Lloyd Jerauld graduated from Sidney Central School in 1965, along with his twin sister, Linda (Linn). As a varsity wrestler, he earned second place at States during his senior year. He was a senior class officer, played football, ran track, and was an Area All State member junior and senior year.
Throughout his life, Lloyd contributed to the communities where he lived and worked, and took his activity to a high level of achievement. He sang with a competitive barbershop chorus and in church choirs. He did community theater. He raced motorcycles and sailboats. He played backgammon and published a backgammon strategy book. He was in the General Clinton Canoe Regatta many years and twice won the 70-mile aluminum class.
Lloyd graduated from SUNY Oswego with a degree in Secondary Math Education and earned his Master's degree in Math from Syracuse University. He taught in Marcellus and Cazenovia, NY, and then spent 33 years at Jamesville DeWitt High School, where he coordinated the introduction of computers into grades K-12 and implemented one of the early Computer Science Curriculums in New York State. He developed courses for Syracuse University to train teachers on how to create similar programs, and developed a curriculum of high school computer science courses to prepare students for the AP computer science exam. Lloyd consulted at schools throughout the state, and developed questions for New York State Regents exams to validate the use of computers in the curriculum. He developed a software program to help remedial students learn math, and presented a paper at a national conference, explaining the program's benefits.
In Texas, Lloyd began teaching at IDEA, the highest performing, fastest growing charter school in the US with open enrollment and no tuition. He defined and implemented a strategy of full school-year teaching for math, which resulted in significant and dramatic changes to the school's state mathematics exam results, rising from a pass rate of 33% to 90% during Lloyd's first year as math department leader. His Quest College Prep math program was ranked nationally in the US News & World Report.

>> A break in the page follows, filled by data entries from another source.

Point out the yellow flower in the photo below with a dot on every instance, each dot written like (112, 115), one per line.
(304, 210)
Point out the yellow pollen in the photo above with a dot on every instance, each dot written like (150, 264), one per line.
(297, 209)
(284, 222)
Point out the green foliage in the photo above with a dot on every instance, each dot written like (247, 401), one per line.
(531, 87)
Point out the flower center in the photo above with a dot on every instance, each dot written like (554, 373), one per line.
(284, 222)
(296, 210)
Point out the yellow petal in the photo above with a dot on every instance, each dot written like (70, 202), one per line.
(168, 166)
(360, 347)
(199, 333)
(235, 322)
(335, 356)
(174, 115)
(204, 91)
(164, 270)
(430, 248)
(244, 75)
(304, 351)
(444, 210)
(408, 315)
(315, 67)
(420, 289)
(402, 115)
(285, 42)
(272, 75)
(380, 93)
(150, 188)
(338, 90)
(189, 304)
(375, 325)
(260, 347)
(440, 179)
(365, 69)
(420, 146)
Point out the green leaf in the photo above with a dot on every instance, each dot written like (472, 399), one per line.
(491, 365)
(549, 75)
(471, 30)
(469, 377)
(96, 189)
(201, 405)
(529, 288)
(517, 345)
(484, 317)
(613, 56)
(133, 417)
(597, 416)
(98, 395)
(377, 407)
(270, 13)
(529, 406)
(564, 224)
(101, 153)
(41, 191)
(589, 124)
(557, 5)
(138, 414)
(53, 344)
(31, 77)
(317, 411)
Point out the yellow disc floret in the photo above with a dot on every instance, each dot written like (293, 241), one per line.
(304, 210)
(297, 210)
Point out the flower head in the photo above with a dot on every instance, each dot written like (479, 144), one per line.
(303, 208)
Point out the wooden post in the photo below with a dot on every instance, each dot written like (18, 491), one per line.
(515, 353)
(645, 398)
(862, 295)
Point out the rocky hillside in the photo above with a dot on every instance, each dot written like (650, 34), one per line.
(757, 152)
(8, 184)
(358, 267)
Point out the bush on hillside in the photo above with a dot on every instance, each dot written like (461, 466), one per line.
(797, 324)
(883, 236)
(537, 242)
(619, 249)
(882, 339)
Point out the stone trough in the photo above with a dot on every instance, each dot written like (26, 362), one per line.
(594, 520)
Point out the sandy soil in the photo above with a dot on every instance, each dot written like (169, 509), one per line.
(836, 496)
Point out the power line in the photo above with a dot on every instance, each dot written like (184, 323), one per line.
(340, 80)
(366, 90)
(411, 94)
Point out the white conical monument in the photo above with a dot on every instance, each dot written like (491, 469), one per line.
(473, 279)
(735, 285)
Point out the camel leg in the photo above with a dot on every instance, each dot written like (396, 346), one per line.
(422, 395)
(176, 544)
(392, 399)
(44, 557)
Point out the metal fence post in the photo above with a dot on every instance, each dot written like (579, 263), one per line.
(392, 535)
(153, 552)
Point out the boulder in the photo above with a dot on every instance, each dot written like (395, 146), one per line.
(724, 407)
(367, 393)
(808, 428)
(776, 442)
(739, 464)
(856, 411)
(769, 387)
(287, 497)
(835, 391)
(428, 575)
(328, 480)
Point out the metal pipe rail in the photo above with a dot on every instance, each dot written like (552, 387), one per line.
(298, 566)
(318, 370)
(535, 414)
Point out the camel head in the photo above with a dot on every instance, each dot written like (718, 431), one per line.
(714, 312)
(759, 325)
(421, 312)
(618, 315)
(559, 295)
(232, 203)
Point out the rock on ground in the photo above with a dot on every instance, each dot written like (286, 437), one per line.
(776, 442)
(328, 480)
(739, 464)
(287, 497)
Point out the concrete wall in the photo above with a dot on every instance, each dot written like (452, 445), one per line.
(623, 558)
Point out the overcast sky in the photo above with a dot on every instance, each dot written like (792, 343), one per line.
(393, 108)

Tom Torkelson, founder of IDEA Public Schools explained "In 2000, I started a small school in Donna, Texas. Nearly all of our students are Latino, and over 90% were considered low income. I had a simple but ambitious goal: make certain that each student applied to and matriculated to college. Lloyd was not only a brilliant teacher, he was a great leader, mentoring novice teachers, providing advice and insight to the administrators who ran the school, developing our curriculum, and training our teachers. When Lloyd was teaching for us, every single student applied to college, was accepted and matriculated. Lloyd ignited this flame within students who didn't look like him and had little in common culturally---but they connected over their love of math, their common humanity, and their conviction that he was their biggest advocate.' As a result of his performance in the classroom and the performance of teachers under his direction, Lloyd was awarded Master Teacher status.